'Panic Mode': Eviction Crisis Begins In Chelsea, City Hit Hard By Coronavirus

CHELSEA (CBS) - Starting this week, eviction proceedings can resume in Massachusetts. A Chelsea community group that used to help a few families a week is now in "panic mode."

"Chelsea remains in ground zero we will not be able to recover today and we will not be able to recover for years to come," said Gladys Vega, executive director of the Chelsea Collaborative.

It's been less than a week since the eviction moratorium expired. The result, the start of an eviction crisis in one of the already hardest hit communities.

"Tension has been building up for months, right. Families have been dreading the expiration of the moratorium. Our families are panicking, you know it's almost like this protection was lifted and everything is like chaos," said Norieliz DeJesus, the director of campaign and policy for the Chelsea Collaborative.

The Chelsea Collaborative is one of the organizations trying to help these families from the bustling food pantry on Sixth Street to now fielding the most difficult of calls.

"He said I'm nervous about the winter," Vega said. "He's sleeping inside of an old ambulance that he bought."

Norieliz DeJesus is the one answering the calls.

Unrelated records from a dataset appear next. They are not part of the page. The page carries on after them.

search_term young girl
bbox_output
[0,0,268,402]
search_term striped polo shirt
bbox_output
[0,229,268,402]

"It's insane how drastic and how inhumane the situations are becoming," she said.

The Chelsea Collaborative says it's gone from three to four emergency housing cases a week, to 11 in just three days. "And stay tuned to tomorrow," Vega said.

"It is panic mode—on both levels, on our housing crisis and our concerns for Covid spread," DeJesus said.

The families often hopping from one bad situation to the next.

"We've seen as many as four or five families in a two bedroom and it's almost impossible to maintain any type of social distancing in those types of situations. And impossible to stay off the streets," DeJesus added.

"I feel at times that all we are doing is passing the bucket or doing a Band-Aid because we cannot find affordable housing for them, they are not yet working so in the meantime they are getting evicted," Vega said.

The best the Chelsea Collaborative can do right now, even with help from the city, is hotel stays.

"(She was) sleeping with her 3-year-old boy in the car and she has been doing that for three days. (We) immediately we placed her in a hotel," Vega said. "And those are the ones that we hear of imagine the ones where people are afraid because they are undocumented and not able to tell us."

The answer, seemingly unattainable.

"It's almost like wiping out all of our small communities of color," DeJesus said.

"We asked the governor for additional funding for our community but many communities are going to be asking the same," Vega added.

The fight for one, still strong.

"It takes a toll on you when what you're seeing isn't seen by the state or even if it is seen by the state it's not as urgent to the state as it is to your organization or the people on the ground," Vega said.

"We need more support, we need the state to realize it's been way too long of a wait there's no more negotiation time we need to pass protection for tenants we need to do something so that our tenants are not in the street," DeJesus said.

Her advice to families, if possible is to,"...not to move although the courts are open they should stay in their apartments it is much harder for us to find resources or shelters or any type of emergency housing once they're out of their home. If you do have a court hearing coming up you can reach out to the Chelsea Collaborative until then stay home and stay out until we can figure out what to do," she said.

At the food pantry, there will now be a legal clinic on Tuesdays and Thursdays aiming to help families with these eviction court dates.